God, where was it all going to end?
"What were you doing at Madame Montansier's?" asked Zoë from her dark corner of the coach.
"Gaming," he said, and sighed quietly to himself when his answer passed without comment.
When the carriage pulled into the courtyard of the house in St. Germain, Rolfe jumped down and helped Zoë alight. In the foyer, Salome and Samson were waiting.
Zoë wasted no time in offering her profuse thanks for his escort home. Having said her adieux, she went racing up the stairs.
Rolfe removed his cloak and gave it to Samson. Then, coldly deliberate, he dismissed the servants for the night. Salome's head came up and wrath kindled in the depths of her eyes. Wordlessly, Rolfe put his walking cane into her hands. They stared at each other significantly for several moments before Salome's eyes dropped. Rolfe turned on his heel and went after Zoë.
"What . . . what do you want?" She had removed her mask and wig, and was running her fingers through her hair.

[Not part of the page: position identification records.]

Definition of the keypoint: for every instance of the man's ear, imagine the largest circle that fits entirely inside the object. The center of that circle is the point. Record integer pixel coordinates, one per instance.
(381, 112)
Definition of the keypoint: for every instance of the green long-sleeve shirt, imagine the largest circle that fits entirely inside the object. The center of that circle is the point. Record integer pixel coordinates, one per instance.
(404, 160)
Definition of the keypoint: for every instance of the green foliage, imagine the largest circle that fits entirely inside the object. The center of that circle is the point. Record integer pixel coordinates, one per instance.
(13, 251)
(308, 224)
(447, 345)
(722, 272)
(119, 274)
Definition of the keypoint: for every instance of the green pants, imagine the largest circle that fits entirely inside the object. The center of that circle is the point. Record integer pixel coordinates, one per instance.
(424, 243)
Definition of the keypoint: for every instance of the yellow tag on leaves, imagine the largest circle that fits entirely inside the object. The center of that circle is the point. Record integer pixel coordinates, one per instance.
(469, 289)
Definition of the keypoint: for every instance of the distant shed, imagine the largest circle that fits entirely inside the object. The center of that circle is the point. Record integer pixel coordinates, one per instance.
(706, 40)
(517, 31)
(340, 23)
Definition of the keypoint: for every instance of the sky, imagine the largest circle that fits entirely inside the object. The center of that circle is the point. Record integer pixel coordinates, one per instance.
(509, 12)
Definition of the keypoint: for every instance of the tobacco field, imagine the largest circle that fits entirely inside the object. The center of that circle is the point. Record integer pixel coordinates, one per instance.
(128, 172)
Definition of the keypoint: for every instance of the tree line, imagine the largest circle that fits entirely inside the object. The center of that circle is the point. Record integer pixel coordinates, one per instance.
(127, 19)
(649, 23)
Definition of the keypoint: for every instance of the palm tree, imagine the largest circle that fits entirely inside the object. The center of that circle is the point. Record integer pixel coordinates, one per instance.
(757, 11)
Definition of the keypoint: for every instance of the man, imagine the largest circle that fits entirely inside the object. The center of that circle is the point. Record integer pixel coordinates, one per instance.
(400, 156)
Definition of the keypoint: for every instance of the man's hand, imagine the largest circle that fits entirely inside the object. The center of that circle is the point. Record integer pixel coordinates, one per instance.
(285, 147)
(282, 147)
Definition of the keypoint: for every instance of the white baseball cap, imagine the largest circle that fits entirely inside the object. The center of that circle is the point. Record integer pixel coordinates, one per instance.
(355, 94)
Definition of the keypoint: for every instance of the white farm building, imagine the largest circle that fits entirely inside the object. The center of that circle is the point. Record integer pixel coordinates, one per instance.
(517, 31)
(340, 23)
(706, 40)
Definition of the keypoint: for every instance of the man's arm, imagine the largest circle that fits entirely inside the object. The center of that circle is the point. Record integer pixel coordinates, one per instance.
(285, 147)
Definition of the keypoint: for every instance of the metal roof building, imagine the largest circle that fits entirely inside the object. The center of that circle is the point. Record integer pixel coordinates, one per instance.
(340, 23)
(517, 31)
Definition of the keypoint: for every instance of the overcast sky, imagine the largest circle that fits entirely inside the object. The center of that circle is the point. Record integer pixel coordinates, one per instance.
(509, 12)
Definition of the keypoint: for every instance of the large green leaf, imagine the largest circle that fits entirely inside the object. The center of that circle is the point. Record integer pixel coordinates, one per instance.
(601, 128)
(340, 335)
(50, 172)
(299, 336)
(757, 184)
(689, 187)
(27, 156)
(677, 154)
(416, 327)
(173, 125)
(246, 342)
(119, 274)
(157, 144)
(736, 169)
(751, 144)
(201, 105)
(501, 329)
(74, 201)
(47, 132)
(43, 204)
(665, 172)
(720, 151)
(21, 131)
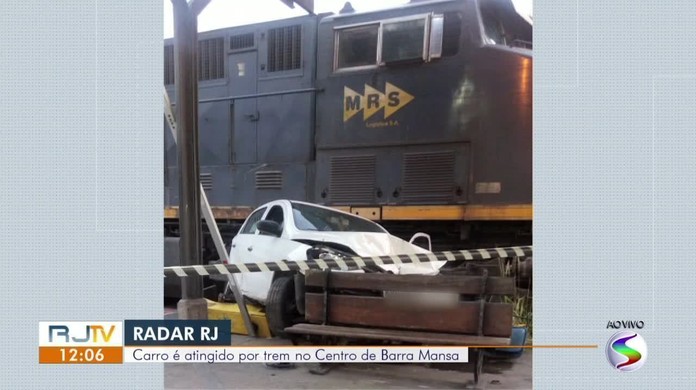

Rolfe shut the door softly. Brutally, frankly, he explained what would have happened to her if he had allowed Varlet to take her upstairs. The
color came and went under her skin as he graphically described how two men would use a woman, then use
each other.
"They let you go because they thought I was your protector," said Rolfe. He shrugged off his dark coat and threw it over the back of a chair.
Shocked, not quite taking in what she was seeing,
Zoë sank down on the bed. At any moment she expected that Salome and Samson would come bursting through the door.
"You see," said Rolfe easily, "Varlet knew that if he had not released you at once, I would have challenged him to a duel."
"Dueling isn't permitted," said Zoë.
Rolfe merely smiled and began to unbutton his shirt. In another moment, he had thrown off his wig and was pulling the shirt over his head. "The way I see it is this. When the whole world knows that I am your protector, you'll be as safe as the bank of England."
Zoë wasn't looking at him. At the first glimpse of bare skin, her eyes, her whole attention, had become riveted on the door.
"It's a fair exchange, wouldn't you say, kitten?"
"
Wh
-what is?" She was gingerly testing the word
protector
and had decided that it was preposterous to think that Rolfe meant what she thought he meant. The house was unnaturally quiet. Where, oh where, were her servants?
"And there is something more to be considered. You owe me . . . how long were we married before you ran away from me, kitten?"
"Eight months, three weeks, and four days," answered Zoë automatically.
Rolfe grinned from ear to ear. "By my reckoning, you owe me about three
months
uninterrupted time in bed."
At last, he had her attention. Her delicate brows knit together. "What are you suggesting?" she asked, her eyes darting around the room as if seeking a
way of escape.
"What I am suggesting is this. You refused me my conjugal rights when you were my wife. I have decided to collect on that debt beginning as of this moment."